It’s a funny thing about reputations: they’re forever shifting. At the beginning of Lillian Hellman’s career, she was routinely praised for the quality of her melodramas. Her defiant response to the House Un-American Activities Committee in 1952 further solidified her status. When she was caught dissembling in her memoir Pentimento, she lost substantial ground. The more recent downgrading of the well-made play in the eyes of most theatergoers hasn’t helped her standing, either.

But some of us remain staunch admirers of Hellman’s work. We dismiss the minor tectonic shifts in how her canon is regarded; we separate her work from her private and public behavior. In 1965, I was seated next to Hellman at a screening of Tony Richardson’s film adaptation of Evelyn Waugh’s The Loved One, with its Terry Southern screenplay. She reacted to the over-the-top gags as if she were the queen of the Banshees. Not a disarming display. On the other hand, any woman who served as the inspiration for Nora Charles in Dashiell Hammett’s Thin Man novels is OK by me.

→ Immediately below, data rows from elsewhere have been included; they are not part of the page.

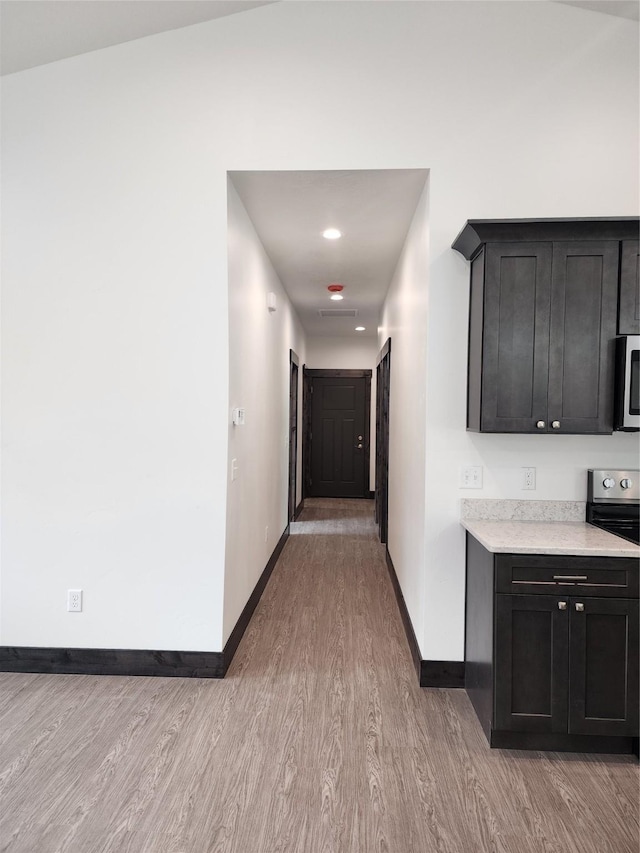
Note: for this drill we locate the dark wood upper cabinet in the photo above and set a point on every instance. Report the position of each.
(543, 317)
(584, 306)
(629, 311)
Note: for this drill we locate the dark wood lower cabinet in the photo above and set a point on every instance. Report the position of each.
(603, 666)
(553, 671)
(566, 665)
(531, 658)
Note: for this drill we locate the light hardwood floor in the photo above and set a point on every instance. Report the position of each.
(319, 740)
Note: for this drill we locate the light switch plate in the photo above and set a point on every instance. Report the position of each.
(471, 477)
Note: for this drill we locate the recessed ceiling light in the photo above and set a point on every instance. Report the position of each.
(331, 234)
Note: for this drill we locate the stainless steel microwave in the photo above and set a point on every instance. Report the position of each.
(627, 397)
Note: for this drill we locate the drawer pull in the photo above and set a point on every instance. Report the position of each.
(570, 577)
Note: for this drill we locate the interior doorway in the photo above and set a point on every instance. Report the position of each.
(294, 366)
(383, 381)
(336, 440)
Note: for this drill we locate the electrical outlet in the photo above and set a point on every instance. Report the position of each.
(74, 600)
(471, 477)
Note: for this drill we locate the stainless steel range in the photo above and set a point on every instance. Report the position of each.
(613, 502)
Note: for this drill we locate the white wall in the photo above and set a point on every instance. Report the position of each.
(115, 319)
(259, 344)
(405, 321)
(336, 353)
(357, 353)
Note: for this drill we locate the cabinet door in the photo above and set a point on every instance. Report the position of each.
(603, 691)
(629, 311)
(515, 348)
(584, 298)
(531, 663)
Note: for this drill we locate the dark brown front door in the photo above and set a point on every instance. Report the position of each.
(383, 381)
(293, 432)
(339, 434)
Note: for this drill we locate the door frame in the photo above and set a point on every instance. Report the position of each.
(294, 391)
(308, 375)
(383, 412)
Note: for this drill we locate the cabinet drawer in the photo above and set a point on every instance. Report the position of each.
(588, 576)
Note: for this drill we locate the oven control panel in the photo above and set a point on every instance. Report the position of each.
(605, 485)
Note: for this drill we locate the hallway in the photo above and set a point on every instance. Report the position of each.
(319, 740)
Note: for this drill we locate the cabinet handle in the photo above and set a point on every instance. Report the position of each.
(569, 577)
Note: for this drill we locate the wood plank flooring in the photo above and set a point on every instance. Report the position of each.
(319, 740)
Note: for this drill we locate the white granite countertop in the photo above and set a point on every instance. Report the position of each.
(575, 538)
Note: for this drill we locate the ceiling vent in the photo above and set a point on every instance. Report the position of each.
(338, 312)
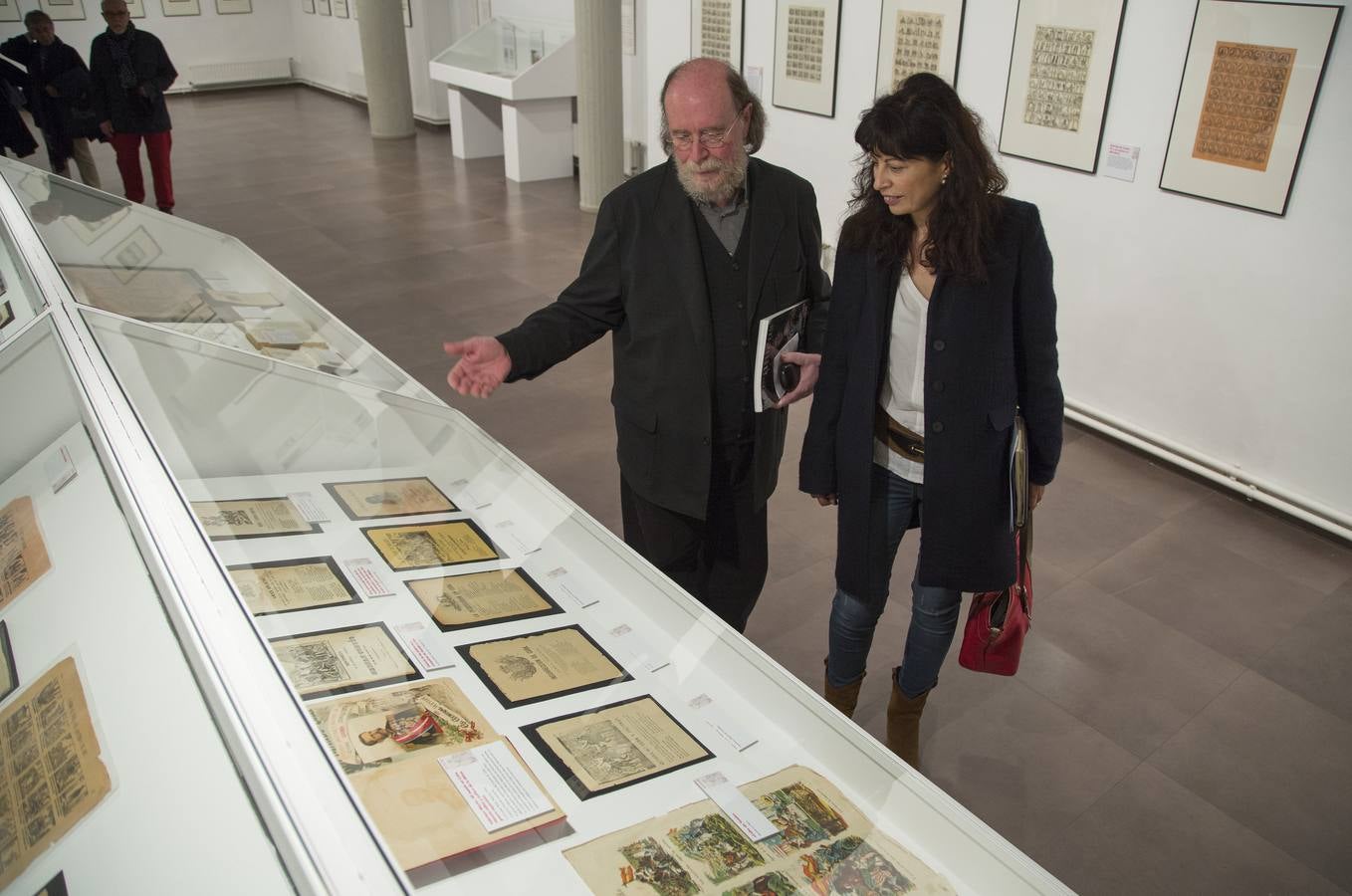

So I’m steadfast in my admiration for The Little Foxes, Hellman’s 1939 play set in the aspiring South of 1900, when the antebellum aristocracy was more a thing of the past and the strivers that replaced them were grasping, by hook or by crook, for all they could get. This blissfully cynical work is as juicy a three-act play as anyone would hope to find in American theater annals — a fact just about completely reconfirmed by Daniel Sullivan’s two-fisted revival for Manhattan Theater Club on Broadway at the Samuel J. Friedman Theatre.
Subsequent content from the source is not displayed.